New App Series a Positive Addition

6 Feb

By Joanne Vassallo Jamrosz

Skating coaches who want access to the 12-badge curriculum of the Basic Skills program can now say, “There’s an app for that”.

Back in November, U.S. Figure Skating teamed with Rink Tank Interactive to develop the U.S. Figure Skating ‘Skate Coach’ App Series. The collection of apps is available at the iTunes app store and available for use on the iPhone, iPod Touch or iPad. Each takes parents, coaches and skaters through the 12- badge curriculum of the U.S. Figure Skating Basic Skills Program.

And the new apps are catching on with coaches in a positive way.

Bridget Kaus, skating director at Polar Ice in Peoria, AZ. finds it very helpful as a coach to have information so quickly available on an app.

“One example of how I used the app was just last week,” Kaus said. “As the skating director I am on the ice during all Basic Skills classes. One of my instructors was handling an injury from one of her skaters who had fallen and was upset. That skater was very attached to the instructor so rather than handle the injury myself I took over the class while she comforted the child and took her off the ice. I jumped into the class and used the app to remind me of the skills that were being taught at that level. As much as we know as coaches, I don’t think anyone has every element of every level memorized.”

The new apps greatly enhance the U.S. Figure Skating’s Basic Skills Program, according to Susi Wehrli-McLaughlin, U.S. Figure Skating Senior Director of Membership, and provide quick feedback for those working on the Basic Skills curriculum.

“This is a wonderful addition to our Basic Skills Program and I would encourage our skaters, parents and our instructors to embrace this new technology to enhance their experience with the program,” Wehrli- McLaughlin said.

The U.S. Figure Skating ‘Skate Coach’ App Series includes videos, diagrams and written instruction that enhance a skater’s on ice learning.

For Kaus, the best part of the app is the video feature.

“I find many skaters are visual.
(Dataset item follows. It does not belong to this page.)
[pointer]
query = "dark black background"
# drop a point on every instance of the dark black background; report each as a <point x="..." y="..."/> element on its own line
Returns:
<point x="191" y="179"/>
To be able to show the video to another child doing the skill is helpful to them to understand the quality we are looking for and give them a visual to work towards,” Kaus said.

Mark Fitzgerald, owner of Rink Tank Interactive and a former World-level skater, believes coaches can look at the new app series as a digital basic skills manual, with video included.

Fitzgerald likes the ease of use.

“The apps are meant to show the skills, not teach them. Three taps and you can get to a video of any skill in the whole discipline,” Fitzgerald said.

Fitzgerald also likes the portability.

“Having more than 400 examples in my pocket at all times and not having to rely on slow downloads of the internet is invaluable. The apps are self-contained so response time for videos is super snappy,” Fitzgerald said.

Kaus also likes the ability to check skills with the push of a button.

“As a coach, I love the ability to check the skills for each level so quickly,” she said.

A slow motion feature is also available.

“When a video starts, tap the pause button and then hold down the fast forward button,” Fitzgerald said. “The demonstration will play on slow-motion. Very handy when trying to break down skills for skaters.”

For Kaus the ability to check skills for each level so quickly at the push of a button is indispensable.

“It takes the place of me having the rulebook on hand at all times,” Kaus said. “In setting programs for Basic Skills competitions it is also helpful when you do not have either the competition application or rulebook on the ice with you. It has been very convenient.”

Fitzgerald also believes the app series benefits coaches.

“Skaters get totally engrossed by watching videos. They will love the interactivity, and having the videos ready for classes and lessons is priceless. Instead of always telling skaters what they need to do, coaches have another method of showing them,” Fitzgerald said.

Skaters also have the benefit of reviewing the skills after lessons to reinforce what they have learned, according to Fitzgerald.

“They can watch it at the boards, in the car or even at home. It is almost as if they can practice skating without being at the rink. The visual reinforcement is really super to boost learning,” Fitzgerald said.

Kaus feels skaters benefit because they have a list and video to watch what is expected at each level.

“It allows them to be accountable for their own success and monitor themselves when they are not in a lesson,” Kaus said.

Both Kaus and Fitzgerald also believe parents can benefit from the app series as well.

“Parents can finally get a grip on what their children or even they should be learning on the ice,” Fitzgerald said. “Access to information will help them understand where their skaters need to improve if they want to move on to higher levels. The price of $1.99 is the most affordable lesson they will ever get for their skaters,” Fitzgerald said.

“I believe if their child is struggling with certain skills it is a great tool to be able to show them the standard of what we are expecting in order to advance to the next level,” Kaus added

“The technology of where we have come with apps amazes me. It is nice to see skating keeping up with the rest of the world and not being forgotten. You hear people say all the time, ‘there’s an app for that.’ I’m thankful that our sport is included,” Kaus said.